Dal punto di vista estetico, il MagicBook X16 2026 riprende il design dei modelli precedenti, con un telaio in alluminio grigio e uno spessore di 17,9 mm. Lo schermo da 16 pollici con risoluzione 1920 × 1200 e frequenza di aggiornamento di 60 Hz è dotato di un rivestimento antiriflesso e cornici sottili in plastica.
Nonostante l'utilizzo di pannelli stampati per lo chassis, il laptop si dimostra resistente alla deformazione. Il produttore dichiara che la struttura ha superato una serie di test meccanici per un totale di oltre 200.000 ore, che includono prove di resistenza delle porte, della tastiera, delle cerniere, test di resistenza a temperature elevate, umidità, nebbia salina, polvere e cadute. Unico neo, le cerniere del coperchio risultano un po' troppo rigide per consentire l'apertura con una sola mano.
La tastiera full-size con tastierino numerico offre una buona esperienza di digitazione, con una corsa dei tasti di 1,5 mm e un feedback preciso. Tuttavia, la rigidità del telaio non è sufficiente a prevenire la flessione della tastiera sotto pressione. I tasti sono realizzati in plastica ruvida e non dispongono di retroilluminazione. Manca anche un sensore biometrico per l'autenticazione.
Il touchpad, di dimensioni contenute, è posizionato a sinistra rispetto all'asse centrale del laptop. La sua superficie è ben fissata al telaio, eliminando vibrazioni indesiderate, e gli interruttori offrono un clic netto e udibile.
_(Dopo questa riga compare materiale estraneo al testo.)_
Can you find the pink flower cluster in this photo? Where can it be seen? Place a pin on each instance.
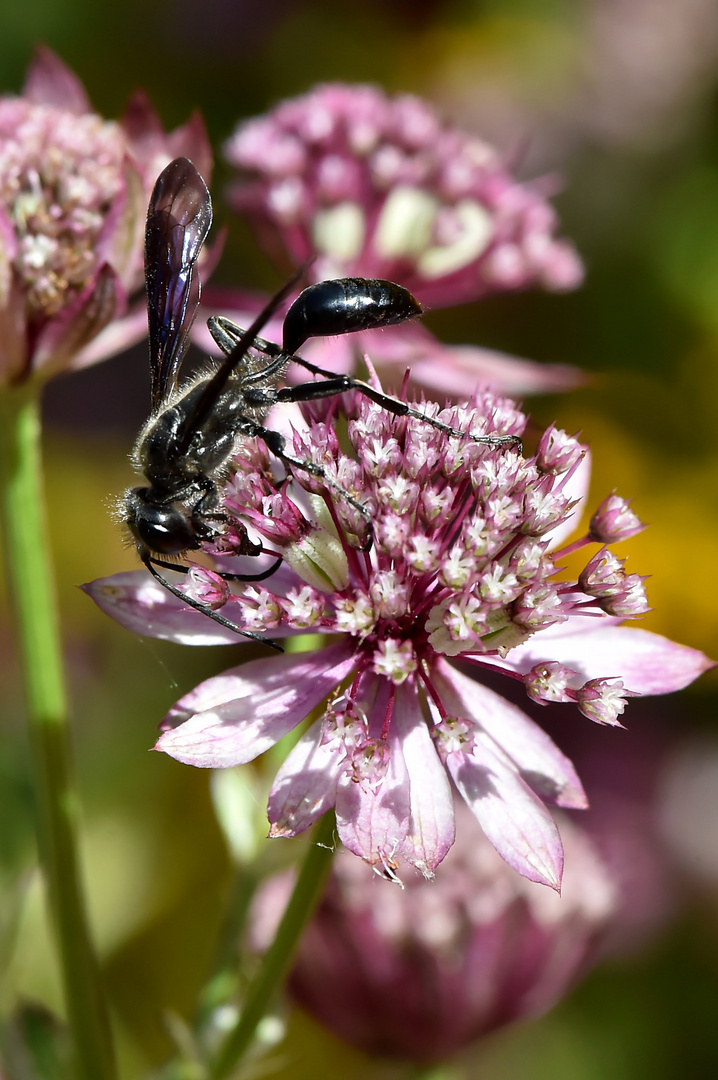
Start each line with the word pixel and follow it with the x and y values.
pixel 350 181
pixel 460 563
pixel 73 192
Per quanto riguarda la connettività, il MagicBook X16 2026 offre due porte USB Type-A (3.2 Gen 1 e Gen 2), una porta Type-C (3.2 Gen 2) utilizzabile per l'alimentazione e l'uscita video, una porta HDMI full-size e un jack TRRS per cuffie e microfono. L'alimentatore USB PD in dotazione eroga una potenza di 65 W.
Il sistema di raffreddamento prevede prese d'aria sul fondo e l'espulsione dell'aria calda tra la tastiera e lo schermo. La dissipazione del calore della SoC è affidata a una singola heatpipe. L'unico componente aggiornabile dall'utente è l'unità SSD.
I test del display, effettuati con un colorimetro X-Rite i1Display Pro Plus e l'applicazione DisplayCAL 3, rivelano una luminosità massima di 332 cd/m² e un rapporto di contrasto tipico dei pannelli IPS di 1.200:1.
La gamma colori copre il 67% dello spazio sRGB.
Nonostante l'assenza di un profilo colore preinstallato, lo schermo risulta ben calibrato, con una temperatura colore leggermente superiore allo standard di 6.500 K, ma stabile sulla maggior parte della scala di luminosità.
L'autonomia è stata misurata con una luminosità di 200 cd/m² in due scenari: navigazione web (apertura e chiusura di siti web ogni 25 secondi) e riproduzione video 4K HEVC. I test sono stati eseguiti con le impostazioni di potenza massima per la CPU e la GPU e di minima per la misurazione dell'autonomia.